Ingredients:
- 1 cup fine semolina (rava/sooji)
- 1/4 cup rice flour
- 1/4 cup all-purpose flour (maida)
- 1/2 teaspoon cumin seeds
- 1/2 teaspoon mustard seeds
- 1/2 teaspoon black peppercorns, crushed
- A pinch of asafoetida (hing)
- 1 green chili, finely chopped (adjust to taste)
- 1 small onion, finely chopped
- 2 tablespoons fresh coriander leaves, chopped
- 1 tablespoon grated ginger
- 1/4 cup plain yogurt (curd)
- 2.5 cups water
- Salt to taste
- Oil or ghee for cooking
Instructions:
- Prepping the Batter:
- In a large mixing bowl, combine semolina, rice flour, all-purpose flour, cumin seeds, mustard seeds, crushed black peppercorns, asafoetida, chopped green chili, chopped onion, coriander leaves, and grated ginger.
- Add yogurt and mix well.
- Gradually add water, stirring continuously, to form a smooth, runny batter.
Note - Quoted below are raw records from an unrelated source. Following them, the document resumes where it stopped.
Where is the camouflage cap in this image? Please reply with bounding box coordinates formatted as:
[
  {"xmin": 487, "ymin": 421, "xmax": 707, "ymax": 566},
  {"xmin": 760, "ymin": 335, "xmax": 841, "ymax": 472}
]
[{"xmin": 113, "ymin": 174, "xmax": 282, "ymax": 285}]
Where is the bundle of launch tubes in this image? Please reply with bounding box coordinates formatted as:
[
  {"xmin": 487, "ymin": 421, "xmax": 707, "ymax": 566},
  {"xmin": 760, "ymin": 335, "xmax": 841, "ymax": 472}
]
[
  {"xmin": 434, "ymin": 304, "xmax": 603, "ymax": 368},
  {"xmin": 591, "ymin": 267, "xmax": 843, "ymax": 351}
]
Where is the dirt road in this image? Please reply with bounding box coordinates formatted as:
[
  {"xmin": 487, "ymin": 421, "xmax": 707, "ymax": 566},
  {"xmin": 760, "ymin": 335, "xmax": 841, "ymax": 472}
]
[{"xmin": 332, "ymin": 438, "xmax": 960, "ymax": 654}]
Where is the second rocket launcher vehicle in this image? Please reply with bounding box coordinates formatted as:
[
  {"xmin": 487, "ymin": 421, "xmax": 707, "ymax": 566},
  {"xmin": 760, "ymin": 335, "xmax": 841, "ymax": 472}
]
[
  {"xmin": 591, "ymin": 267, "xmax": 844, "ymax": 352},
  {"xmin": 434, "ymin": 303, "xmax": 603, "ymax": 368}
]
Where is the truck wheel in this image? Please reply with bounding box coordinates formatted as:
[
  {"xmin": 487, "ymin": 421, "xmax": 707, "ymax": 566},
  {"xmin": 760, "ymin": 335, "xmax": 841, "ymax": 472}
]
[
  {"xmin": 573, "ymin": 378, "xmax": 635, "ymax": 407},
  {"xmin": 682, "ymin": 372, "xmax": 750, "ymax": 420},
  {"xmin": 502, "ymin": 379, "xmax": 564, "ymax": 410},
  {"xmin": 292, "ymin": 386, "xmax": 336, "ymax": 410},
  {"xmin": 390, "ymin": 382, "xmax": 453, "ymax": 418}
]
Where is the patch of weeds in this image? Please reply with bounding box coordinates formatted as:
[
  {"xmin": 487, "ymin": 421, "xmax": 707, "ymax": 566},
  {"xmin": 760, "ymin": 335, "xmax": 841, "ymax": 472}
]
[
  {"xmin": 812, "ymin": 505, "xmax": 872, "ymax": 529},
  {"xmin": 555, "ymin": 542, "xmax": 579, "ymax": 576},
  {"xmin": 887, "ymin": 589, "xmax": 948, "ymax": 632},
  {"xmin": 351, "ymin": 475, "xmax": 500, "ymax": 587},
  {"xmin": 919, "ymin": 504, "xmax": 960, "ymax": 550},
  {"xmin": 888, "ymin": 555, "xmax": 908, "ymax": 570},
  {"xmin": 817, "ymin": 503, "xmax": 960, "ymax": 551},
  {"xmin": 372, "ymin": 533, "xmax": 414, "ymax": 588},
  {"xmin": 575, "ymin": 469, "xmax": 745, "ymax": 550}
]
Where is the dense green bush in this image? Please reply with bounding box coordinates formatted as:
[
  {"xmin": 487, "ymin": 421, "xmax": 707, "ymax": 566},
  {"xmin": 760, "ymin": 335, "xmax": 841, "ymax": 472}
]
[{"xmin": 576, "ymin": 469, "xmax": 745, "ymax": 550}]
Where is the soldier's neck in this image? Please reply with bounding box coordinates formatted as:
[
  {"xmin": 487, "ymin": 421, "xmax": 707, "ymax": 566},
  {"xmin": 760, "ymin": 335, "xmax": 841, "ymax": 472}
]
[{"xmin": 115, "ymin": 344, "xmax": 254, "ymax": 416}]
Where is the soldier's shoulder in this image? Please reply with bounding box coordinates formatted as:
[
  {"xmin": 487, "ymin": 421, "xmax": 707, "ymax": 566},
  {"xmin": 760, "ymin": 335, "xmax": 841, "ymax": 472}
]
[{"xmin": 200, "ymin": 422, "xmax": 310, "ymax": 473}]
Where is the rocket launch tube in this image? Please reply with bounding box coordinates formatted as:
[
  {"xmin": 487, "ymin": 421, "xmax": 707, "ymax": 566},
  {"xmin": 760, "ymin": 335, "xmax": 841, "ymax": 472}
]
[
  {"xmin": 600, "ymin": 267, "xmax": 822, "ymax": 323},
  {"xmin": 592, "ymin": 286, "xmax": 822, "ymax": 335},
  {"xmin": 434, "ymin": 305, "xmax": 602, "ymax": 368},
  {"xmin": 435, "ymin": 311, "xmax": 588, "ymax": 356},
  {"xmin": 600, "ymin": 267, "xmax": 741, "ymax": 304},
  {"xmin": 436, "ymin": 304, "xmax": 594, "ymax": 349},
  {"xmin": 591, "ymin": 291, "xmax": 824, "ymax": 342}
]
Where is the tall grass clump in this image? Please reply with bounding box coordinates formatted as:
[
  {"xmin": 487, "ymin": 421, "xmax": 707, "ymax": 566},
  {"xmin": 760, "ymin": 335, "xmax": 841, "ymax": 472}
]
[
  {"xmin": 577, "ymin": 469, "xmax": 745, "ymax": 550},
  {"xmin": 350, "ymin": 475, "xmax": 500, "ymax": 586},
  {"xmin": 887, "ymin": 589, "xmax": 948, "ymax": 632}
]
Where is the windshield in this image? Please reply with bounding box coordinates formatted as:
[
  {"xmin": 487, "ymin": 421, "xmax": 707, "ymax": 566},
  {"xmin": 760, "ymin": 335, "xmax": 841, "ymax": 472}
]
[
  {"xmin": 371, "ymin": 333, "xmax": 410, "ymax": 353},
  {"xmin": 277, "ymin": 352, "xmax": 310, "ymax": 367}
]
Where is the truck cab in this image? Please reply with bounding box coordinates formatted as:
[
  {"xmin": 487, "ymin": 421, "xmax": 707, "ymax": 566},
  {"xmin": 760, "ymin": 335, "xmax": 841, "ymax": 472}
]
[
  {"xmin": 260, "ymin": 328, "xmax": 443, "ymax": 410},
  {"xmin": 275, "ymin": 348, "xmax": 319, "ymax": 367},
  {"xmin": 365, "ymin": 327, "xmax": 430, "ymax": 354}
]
The batter should be thin and pourable.
- Let the batter rest for about 15-20 minutes. This allows the semolina to absorb the moisture.
- Preparing the Skillet:
- Heat a non-stick or well-seasoned cast-iron skillet or griddle on medium-high heat.
- Grease it with a little oil or ghee.
- Making Rava Dosa:
- Pour a ladleful of the batter onto the center of the skillet.
- Using the back of the ladle, gently spread the batter in a circular motion to form a thin, lacy crepe.
- Drizzle a little oil or ghee around the edges of the dosa and on top.
- Cooking:
- Cook on medium heat until the edges start to turn golden brown and crisp. This should take about 2-3 minutes.
- Flip the dosa and cook the other side for another 1-2 minutes.
- Serving:
- Serve hot with your favorite chutney, sambar, or a spicy potato filling.
Enjoy your quick and delicious Rava Dosa! It’s best when served hot and crispy.